The aggregate net purchase price of these acquisitions was allocated to the assets and liabilities based on their preliminary estimated fair values as follows:

 

     Amount
(000s)
 

Working capital, net (a)

   ($ 41,547

Property & equipment

     149,914   

Goodwill

     246,606   

Other assets

     58,835   

Income tax assets, net

     4,019   

Debt

     (16,286

Other

     864   
  

 

 

 

Cash paid during first nine months of 2014

   $ 402,405   
  

 

 

 

 

(a) Includes liability for incurred but unpaid medical claims at date of acquisition of commercial health insurer.

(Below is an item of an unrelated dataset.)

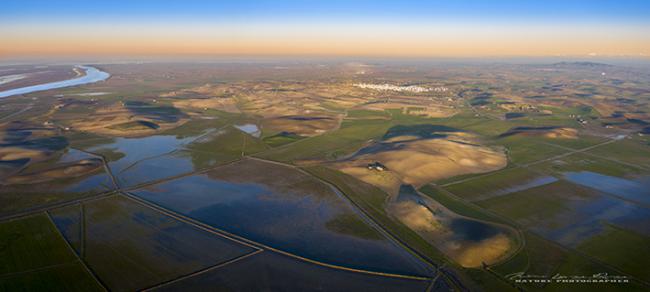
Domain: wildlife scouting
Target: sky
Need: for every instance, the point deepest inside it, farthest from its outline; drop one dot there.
(459, 28)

During the first nine months of 2013, we spent approximately $1 million in connection with the acquisition of real property located in Pennsylvania.

 

Divestitures:

During the first nine months of 2014, we received approximately $15 million of cash proceeds for the divestiture of a non-operating investment sold during the first quarter of 2014 and the real property of a closed behavioral health facility sold during the second quarter of 2014. In connection with these transactions, our consolidated results of operations included a pre-tax loss of $2 million recorded during the three-month period ended September 30, 2014, and a net pre-tax gain of $8 million recorded during the nine-month period ended September 30, 2014.

During the first nine months of 2013, we received aggregate cash proceeds of approximately $37 million for the divestiture of: (i) Peak Behavioral Health Services (“Peak”), a 104-bed behavioral health care facility located in Santa Teresa, New Mexico (sold during the second quarter of 2013); (ii) the real property of five previously closed behavioral health care facilities and an outpatient surgery center, and; (iii) our ownership interest in an outpatient surgery center. In connection with the receipt of antitrust clearance from the Federal Trade Commission in connection with our acquisition of Ascend Health Corporation in October of 2012, we agreed to divest Peak. The pre-tax net gain on these divestitures did not have a material impact on our consolidated results of operations during the nine-month period ended September 30, 2013.